Carleton v. The Roanoke

Before NELSON, Circuit Justice.

The libel in this case was filed against the Roanoke to recover damages for a collision happening on the Elizabeth river, in the state of Virginia, on the night of the 17th of October, 1852, by which the schooner Spright-ling Sea was run down and sunk. The schooner was ascending the river, close hauled on her starboard tacit, on the easterly side, at the rate of some four knots an hour, out of the channel, and close to the shoals. The wind was south; the night dark. The steamer was descending the river with her three lights burning, at the rate of some six knots the hour, and was discerned by those on board the schooner three or four miles off. On discovering her, a hand was ordered to show a light, which was done by hoisting a lantern on the forward part of the schooner, and was held there until the collision. The steamer saw the light for a few moments and lost sight of it; but, as the hands on board of her concur in stating, saw it over the lai’board side of the vessel, and on the western shore of the river, and in order to avoid any danger, ported helm, and sheered nearer to the eastern. Soon after this the light was again seen, but too late to avoid the collision. The misfortune was doubtless owing to a mistake of the hands on the steamer as to the position of this light. Instead of being on the western it was on the eastern side of the river. All the hands on the schooner concur in this, and they cannot be mistaken; the vessel had *72not changed her course from the time the light was exhibited, and she had been running this course some time before.
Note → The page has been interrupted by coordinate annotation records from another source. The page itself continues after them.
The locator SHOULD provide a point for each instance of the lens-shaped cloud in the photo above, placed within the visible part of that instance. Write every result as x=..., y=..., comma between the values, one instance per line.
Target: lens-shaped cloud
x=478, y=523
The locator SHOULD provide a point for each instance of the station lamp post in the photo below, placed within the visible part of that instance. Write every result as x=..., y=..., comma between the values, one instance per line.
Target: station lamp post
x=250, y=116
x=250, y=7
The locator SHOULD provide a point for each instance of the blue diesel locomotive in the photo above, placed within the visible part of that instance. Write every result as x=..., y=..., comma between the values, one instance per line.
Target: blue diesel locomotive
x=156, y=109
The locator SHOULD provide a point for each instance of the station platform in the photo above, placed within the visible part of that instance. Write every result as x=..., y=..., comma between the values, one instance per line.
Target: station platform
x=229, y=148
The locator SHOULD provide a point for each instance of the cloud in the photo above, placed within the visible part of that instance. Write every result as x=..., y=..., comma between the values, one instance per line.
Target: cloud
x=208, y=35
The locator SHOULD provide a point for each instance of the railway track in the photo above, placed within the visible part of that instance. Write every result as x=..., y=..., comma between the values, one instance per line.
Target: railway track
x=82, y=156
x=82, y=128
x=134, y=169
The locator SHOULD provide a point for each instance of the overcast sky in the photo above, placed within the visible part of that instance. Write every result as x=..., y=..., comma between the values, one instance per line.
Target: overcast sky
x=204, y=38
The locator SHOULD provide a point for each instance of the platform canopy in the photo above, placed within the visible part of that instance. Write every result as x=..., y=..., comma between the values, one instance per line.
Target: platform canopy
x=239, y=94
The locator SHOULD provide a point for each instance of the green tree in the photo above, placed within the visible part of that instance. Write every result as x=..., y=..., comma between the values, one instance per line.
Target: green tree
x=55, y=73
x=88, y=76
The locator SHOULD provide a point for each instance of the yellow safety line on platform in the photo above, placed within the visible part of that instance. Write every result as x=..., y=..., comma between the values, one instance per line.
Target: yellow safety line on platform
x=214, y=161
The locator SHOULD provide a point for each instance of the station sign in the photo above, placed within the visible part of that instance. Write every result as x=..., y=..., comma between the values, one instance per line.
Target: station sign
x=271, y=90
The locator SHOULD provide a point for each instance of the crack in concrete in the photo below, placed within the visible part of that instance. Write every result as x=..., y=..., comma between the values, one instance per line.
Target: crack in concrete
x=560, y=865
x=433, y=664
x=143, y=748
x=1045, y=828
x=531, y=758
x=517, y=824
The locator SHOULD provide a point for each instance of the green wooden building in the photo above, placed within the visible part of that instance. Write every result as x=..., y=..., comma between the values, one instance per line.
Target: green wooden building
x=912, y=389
The only doubt in the case is whether or not the light was exhibited early enough to warn the steamer of her danger. The night was dark, and in the absence of any light on the schooner, there would be great difficulty in charging the steamer with fault. The joint speed of the two vessels was some ten miles the hour, — a mile in six minutes. The shortest time stated by any witness on the schooner, between the showing of the light and the collision, was five or six minutes. The steamer, then, must have been about a mile distant from the schooner, and if a vigilant lookout had been kept, afforded sufficient time to have avoided her. But a stronger ground is that the steamer saw the light early enough to have taken the proper precaution. And although she lost sight of it, she was admonished that a vessel was approaching in an opposite direction; and, considering the darkness of the night, she should have slackened speed, or come to anchor until she ascertained her course or position. It is true she saw the light on the western side of the rivex-, and took the proper steps to avoid any danger. But in this she was mistaken. The light was on the eastern side, and she must be held responsible for the error. Besides, considering the darkness of the night and the narrowness of the channel of the river navigable, she should have had a competent lookout stationed in the forward part of the vessel,, whose sole business was to discern vessels approaching and give the earliest warning. It is more than probable that if this precaution had been taken the misfortune would not have occurred.

We think the decree of the court below right, and it should be affirmed.